Dynamics 365 のカスタム開発手法 まとめ

手法主な用途特徴・詳細
Plugin(プラグイン)サーバーサイドのビジネスロジックの自動化C#で開発し、レコードの作成・更新・削除などのイベントにフックして実行。データの検証・補完、外部システムとの連携に適用。
JavaScript(JS)クライアントサイドのUIカスタマイズフォームのフィールド制御、リアルタイムバリデーション、Web APIを利用したデータ取得・更新が可能。
WebResource(ウェブリソース)カスタムUIコンポーネントHTML、CSS、JavaScriptを用いて、標準フォームの制約を超えたUIを構築。カスタム検索パネルやダッシュボードに利用。
Power Automate(旧Flow)ローコードでのワークフロー自動化ノーコードでトリガーベースのプロセスを作成。
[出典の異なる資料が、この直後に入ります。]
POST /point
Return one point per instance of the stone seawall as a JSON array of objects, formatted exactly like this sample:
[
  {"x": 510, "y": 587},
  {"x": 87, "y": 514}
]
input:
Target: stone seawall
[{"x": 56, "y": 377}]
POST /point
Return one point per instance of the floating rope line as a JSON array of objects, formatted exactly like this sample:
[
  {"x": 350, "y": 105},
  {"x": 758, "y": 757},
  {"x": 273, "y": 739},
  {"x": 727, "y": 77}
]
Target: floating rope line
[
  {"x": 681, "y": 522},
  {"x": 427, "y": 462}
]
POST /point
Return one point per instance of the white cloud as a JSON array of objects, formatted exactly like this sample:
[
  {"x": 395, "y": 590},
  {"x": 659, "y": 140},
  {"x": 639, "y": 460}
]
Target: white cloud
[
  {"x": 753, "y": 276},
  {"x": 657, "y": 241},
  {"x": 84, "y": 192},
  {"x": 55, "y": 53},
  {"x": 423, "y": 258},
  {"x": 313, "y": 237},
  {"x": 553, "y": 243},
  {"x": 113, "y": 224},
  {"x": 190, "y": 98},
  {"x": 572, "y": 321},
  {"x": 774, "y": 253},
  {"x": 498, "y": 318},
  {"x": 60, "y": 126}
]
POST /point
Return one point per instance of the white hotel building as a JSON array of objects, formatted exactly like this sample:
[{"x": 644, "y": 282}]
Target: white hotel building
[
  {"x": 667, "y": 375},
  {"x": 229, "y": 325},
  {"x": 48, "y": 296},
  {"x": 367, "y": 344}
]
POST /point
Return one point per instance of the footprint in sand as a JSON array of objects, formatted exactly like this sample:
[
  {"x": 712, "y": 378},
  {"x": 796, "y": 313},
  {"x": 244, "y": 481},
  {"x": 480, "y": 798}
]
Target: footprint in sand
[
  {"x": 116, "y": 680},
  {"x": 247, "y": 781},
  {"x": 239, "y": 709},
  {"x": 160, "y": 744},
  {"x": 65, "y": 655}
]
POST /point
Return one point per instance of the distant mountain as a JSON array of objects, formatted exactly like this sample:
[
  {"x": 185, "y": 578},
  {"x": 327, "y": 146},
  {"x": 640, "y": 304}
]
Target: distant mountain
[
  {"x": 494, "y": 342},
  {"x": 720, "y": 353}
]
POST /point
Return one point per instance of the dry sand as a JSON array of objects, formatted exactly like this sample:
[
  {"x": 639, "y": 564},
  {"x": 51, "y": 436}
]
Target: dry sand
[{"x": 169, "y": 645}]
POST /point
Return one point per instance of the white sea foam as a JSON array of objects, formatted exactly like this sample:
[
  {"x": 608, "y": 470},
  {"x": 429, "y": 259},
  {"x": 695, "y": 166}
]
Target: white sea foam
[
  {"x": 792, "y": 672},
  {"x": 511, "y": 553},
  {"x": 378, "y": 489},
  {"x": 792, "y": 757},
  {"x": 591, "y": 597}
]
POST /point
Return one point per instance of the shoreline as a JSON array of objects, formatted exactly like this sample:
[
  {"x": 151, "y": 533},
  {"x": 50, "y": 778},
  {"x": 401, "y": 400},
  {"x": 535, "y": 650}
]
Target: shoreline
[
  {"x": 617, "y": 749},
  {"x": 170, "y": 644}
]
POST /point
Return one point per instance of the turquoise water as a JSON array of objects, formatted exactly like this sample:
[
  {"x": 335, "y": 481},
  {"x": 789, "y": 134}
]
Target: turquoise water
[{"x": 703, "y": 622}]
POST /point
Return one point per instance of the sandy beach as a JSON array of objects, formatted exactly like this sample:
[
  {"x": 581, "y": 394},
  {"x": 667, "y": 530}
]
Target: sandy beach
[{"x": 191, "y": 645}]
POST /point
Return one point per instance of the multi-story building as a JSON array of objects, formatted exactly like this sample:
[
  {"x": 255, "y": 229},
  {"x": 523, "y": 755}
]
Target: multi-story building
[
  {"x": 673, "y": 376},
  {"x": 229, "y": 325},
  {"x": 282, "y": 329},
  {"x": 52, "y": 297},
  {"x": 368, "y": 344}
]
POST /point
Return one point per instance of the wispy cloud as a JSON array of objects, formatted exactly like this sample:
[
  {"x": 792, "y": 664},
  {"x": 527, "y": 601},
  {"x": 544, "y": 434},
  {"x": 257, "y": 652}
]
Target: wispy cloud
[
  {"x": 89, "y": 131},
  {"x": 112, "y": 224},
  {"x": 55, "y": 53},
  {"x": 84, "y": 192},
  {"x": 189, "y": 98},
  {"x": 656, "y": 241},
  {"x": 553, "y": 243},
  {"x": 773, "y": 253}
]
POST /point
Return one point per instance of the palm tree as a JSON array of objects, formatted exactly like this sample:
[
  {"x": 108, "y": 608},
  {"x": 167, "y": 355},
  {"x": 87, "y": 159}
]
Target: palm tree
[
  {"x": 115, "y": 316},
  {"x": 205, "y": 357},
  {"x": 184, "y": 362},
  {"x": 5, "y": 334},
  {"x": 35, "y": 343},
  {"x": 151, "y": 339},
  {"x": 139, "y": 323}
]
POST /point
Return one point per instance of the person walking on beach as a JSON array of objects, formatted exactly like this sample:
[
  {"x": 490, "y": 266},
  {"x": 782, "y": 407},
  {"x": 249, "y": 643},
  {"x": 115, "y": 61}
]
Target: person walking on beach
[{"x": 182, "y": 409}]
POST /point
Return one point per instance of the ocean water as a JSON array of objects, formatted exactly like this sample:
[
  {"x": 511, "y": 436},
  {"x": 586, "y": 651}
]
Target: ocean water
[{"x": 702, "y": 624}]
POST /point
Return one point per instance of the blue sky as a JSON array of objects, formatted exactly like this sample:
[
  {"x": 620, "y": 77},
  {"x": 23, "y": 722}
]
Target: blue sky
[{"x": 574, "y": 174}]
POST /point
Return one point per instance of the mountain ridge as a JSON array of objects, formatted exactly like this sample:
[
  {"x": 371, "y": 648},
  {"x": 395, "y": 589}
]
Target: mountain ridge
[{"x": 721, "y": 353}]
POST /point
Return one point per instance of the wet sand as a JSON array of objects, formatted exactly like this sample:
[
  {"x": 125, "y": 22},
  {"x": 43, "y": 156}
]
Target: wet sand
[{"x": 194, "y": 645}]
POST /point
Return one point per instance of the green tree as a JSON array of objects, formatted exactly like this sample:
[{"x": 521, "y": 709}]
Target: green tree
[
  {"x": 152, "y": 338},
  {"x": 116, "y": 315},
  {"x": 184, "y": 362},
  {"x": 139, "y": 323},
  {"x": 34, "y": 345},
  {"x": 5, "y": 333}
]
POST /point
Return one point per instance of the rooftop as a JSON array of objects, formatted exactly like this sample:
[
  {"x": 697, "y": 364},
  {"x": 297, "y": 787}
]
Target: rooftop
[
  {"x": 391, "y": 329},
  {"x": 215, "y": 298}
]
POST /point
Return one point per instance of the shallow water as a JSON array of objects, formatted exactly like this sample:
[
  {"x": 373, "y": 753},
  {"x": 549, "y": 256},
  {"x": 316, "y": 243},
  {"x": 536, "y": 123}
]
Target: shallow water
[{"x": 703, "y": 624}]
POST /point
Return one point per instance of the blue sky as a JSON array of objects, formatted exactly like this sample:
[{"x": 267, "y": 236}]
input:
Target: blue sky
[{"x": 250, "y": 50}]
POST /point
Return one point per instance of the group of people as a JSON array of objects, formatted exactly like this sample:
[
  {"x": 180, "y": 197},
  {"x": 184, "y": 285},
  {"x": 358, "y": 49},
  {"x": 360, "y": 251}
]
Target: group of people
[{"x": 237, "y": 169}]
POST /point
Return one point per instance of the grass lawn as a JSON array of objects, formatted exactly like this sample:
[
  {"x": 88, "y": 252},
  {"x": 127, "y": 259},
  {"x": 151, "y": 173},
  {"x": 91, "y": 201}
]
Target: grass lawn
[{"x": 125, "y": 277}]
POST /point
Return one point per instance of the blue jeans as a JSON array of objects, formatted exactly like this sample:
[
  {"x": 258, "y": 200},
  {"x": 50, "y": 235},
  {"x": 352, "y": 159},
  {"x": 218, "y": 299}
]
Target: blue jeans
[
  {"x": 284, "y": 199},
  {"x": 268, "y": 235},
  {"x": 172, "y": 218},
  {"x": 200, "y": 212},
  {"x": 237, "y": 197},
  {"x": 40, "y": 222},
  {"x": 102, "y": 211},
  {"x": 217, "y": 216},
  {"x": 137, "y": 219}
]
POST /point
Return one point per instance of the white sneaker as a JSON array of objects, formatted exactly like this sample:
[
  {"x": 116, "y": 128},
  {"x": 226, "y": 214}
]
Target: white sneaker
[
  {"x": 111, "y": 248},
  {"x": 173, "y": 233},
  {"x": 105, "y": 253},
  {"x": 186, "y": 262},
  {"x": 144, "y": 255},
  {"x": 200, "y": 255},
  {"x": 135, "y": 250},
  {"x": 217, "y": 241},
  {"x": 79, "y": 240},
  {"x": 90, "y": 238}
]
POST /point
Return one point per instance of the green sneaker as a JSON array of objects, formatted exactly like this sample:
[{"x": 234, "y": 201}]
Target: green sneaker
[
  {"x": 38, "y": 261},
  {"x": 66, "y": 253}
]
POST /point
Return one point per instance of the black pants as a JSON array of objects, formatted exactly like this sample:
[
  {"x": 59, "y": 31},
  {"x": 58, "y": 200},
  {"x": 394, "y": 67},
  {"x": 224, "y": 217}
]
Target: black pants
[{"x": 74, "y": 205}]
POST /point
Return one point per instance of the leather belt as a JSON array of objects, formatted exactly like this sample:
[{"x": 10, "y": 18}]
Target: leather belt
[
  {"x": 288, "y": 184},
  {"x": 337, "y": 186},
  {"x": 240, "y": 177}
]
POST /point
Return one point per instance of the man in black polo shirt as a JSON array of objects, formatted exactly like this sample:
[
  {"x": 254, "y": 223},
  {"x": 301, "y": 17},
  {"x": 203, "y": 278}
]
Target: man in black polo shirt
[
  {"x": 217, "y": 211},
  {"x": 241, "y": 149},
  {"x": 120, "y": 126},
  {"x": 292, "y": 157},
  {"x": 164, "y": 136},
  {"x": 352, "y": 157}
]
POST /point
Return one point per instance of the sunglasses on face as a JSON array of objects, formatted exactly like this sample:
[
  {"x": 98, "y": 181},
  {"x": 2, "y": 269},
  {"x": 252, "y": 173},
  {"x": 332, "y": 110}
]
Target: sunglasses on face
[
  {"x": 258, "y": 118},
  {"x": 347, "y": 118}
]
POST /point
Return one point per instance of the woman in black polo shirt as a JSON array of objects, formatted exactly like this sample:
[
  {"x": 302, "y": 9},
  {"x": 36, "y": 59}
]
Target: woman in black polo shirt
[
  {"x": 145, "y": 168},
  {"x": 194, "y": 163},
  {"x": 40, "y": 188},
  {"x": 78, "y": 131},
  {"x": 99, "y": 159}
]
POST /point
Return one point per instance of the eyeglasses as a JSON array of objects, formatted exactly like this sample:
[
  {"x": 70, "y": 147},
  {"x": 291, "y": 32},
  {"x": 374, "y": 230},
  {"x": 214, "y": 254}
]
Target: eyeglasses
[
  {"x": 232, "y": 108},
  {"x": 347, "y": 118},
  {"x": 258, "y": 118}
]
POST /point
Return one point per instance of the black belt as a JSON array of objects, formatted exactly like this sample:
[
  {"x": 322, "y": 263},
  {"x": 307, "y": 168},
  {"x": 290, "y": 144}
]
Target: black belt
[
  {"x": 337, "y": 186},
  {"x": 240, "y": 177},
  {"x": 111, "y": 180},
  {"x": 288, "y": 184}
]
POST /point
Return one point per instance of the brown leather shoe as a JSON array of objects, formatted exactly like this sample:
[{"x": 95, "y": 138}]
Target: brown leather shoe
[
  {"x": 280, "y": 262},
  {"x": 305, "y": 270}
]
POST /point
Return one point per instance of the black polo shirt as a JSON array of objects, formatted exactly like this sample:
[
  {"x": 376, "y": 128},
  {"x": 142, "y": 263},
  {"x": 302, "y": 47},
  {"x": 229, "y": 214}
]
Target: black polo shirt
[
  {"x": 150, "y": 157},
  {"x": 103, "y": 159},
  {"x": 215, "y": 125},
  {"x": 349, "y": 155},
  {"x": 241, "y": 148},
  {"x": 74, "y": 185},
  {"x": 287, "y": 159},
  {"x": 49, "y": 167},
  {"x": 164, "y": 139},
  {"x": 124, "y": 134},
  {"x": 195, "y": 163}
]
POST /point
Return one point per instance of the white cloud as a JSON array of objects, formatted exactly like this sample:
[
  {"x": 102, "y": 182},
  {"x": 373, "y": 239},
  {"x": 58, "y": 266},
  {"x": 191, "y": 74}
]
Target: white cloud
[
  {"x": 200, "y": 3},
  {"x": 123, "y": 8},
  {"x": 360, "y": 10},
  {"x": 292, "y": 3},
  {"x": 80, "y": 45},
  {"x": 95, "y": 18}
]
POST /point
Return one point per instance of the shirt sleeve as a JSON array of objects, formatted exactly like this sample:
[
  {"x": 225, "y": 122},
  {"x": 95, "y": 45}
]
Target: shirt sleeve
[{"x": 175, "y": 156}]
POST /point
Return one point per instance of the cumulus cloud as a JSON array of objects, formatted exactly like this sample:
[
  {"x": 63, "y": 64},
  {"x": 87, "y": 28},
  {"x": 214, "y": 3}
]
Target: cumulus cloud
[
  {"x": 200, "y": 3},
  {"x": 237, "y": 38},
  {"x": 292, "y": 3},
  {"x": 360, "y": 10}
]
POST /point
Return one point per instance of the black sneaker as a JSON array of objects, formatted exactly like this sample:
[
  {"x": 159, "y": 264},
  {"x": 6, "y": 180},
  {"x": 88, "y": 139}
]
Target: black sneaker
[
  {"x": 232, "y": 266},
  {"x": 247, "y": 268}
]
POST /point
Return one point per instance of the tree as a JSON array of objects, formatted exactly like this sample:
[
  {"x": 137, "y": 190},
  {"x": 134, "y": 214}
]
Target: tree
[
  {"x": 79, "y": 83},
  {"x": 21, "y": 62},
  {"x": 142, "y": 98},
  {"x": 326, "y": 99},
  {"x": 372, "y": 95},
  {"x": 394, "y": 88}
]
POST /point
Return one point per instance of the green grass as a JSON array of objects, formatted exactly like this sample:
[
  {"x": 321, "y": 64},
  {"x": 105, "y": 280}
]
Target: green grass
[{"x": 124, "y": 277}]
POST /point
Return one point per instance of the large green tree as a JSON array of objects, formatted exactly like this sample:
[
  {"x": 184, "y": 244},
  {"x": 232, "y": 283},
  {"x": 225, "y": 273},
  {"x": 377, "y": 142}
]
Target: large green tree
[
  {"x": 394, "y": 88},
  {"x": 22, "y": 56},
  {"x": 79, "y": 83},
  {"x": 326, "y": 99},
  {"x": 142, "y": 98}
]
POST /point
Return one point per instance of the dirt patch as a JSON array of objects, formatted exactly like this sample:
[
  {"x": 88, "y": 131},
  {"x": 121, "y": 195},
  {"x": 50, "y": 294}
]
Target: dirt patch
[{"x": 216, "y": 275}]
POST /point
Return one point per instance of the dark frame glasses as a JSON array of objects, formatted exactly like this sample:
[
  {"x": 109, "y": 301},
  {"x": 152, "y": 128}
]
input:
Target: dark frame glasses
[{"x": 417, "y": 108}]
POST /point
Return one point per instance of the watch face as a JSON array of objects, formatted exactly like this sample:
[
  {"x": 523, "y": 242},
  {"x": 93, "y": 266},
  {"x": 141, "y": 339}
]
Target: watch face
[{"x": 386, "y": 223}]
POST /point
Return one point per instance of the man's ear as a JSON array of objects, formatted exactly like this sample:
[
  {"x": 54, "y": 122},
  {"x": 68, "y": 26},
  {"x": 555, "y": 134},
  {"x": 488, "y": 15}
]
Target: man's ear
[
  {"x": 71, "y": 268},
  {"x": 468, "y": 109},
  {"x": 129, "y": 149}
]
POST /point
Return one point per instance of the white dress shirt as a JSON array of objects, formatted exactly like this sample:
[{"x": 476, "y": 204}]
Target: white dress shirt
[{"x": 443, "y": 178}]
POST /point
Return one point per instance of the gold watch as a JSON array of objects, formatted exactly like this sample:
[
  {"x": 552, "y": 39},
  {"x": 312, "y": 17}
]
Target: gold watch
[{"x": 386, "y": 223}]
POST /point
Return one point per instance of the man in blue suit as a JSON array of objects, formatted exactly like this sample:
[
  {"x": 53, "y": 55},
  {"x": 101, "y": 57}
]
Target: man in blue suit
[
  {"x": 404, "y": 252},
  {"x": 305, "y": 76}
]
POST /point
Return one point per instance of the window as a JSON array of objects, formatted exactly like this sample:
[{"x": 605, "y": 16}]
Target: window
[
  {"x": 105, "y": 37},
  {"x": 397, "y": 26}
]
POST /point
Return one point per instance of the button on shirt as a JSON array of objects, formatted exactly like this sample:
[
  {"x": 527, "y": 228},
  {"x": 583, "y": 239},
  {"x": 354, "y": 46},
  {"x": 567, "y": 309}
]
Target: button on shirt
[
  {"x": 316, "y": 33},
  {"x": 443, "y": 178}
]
見積書の自動送信、承認フロー、外部システム連携などを実装可能。
Azure Functions / Logic Apps外部システム連携・バッチ処理Dynamics 365 のデータを外部システムと統合したり、AI解析や夜間バッチ処理などをサーバーレス環境で実行。
PCF(PowerApps Component Framework)高度なカスタムUIReactやTypeScriptを用いて、標準UIでは実現できない高度なインタラクティブコンポーネントを作成。
Custom API(カスタムAPI)Dynamics 365 のWeb API拡張既存のWeb APIを拡張し、外部システムやワークフローからカスタムエンドポイントを呼び出し可能にする。
Virtual Entities(仮想エンティティ)外部データのリアルタイム参照Dynamics 365 にデータを格納せずに、外部DBやERPなどの情報をリアルタイムで表示。
Embedded Canvas App(埋め込みキャンバスアプリ)PowerAppsの統合Dynamics 365 のフォーム内にキャンバスアプリを埋め込み、外部データやカスタムUIを表示。

Dynamics 365 のカスタム開発は、サーバーサイド(Plugin、Azure Functions)、クライアントサイド(JavaScript、PCF)、ローコード/ノーコード(Power Automate、Embedded Canvas App)など、さまざまなアプローチがあります。

  • リアルタイムでデータを処理したい場合Plugin
  • フォームの見た目や動作をカスタマイズしたい場合JavaScript / WebResource
  • ノーコードでワークフローを自動化したい場合Power Automate
  • 外部システムと連携し、高度なデータ処理を行いたい場合Azure Functions / Logic Apps
  • 標準UIでは実現できない独自のUIを作りたい場合PCF
  • 外部データを直接CRMに統合し、リアルタイムで利用したい場合Virtual Entities
  • PowerAppsを活用し、柔軟なUIや外部データ連携を実現したい場合Embedded Canvas App

これらのカスタマイズ手法を適切に選択・組み合わせることで、Dynamics 365 の柔軟性と拡張性を最大限に活用し、業務に最適なソリューションを構築できます。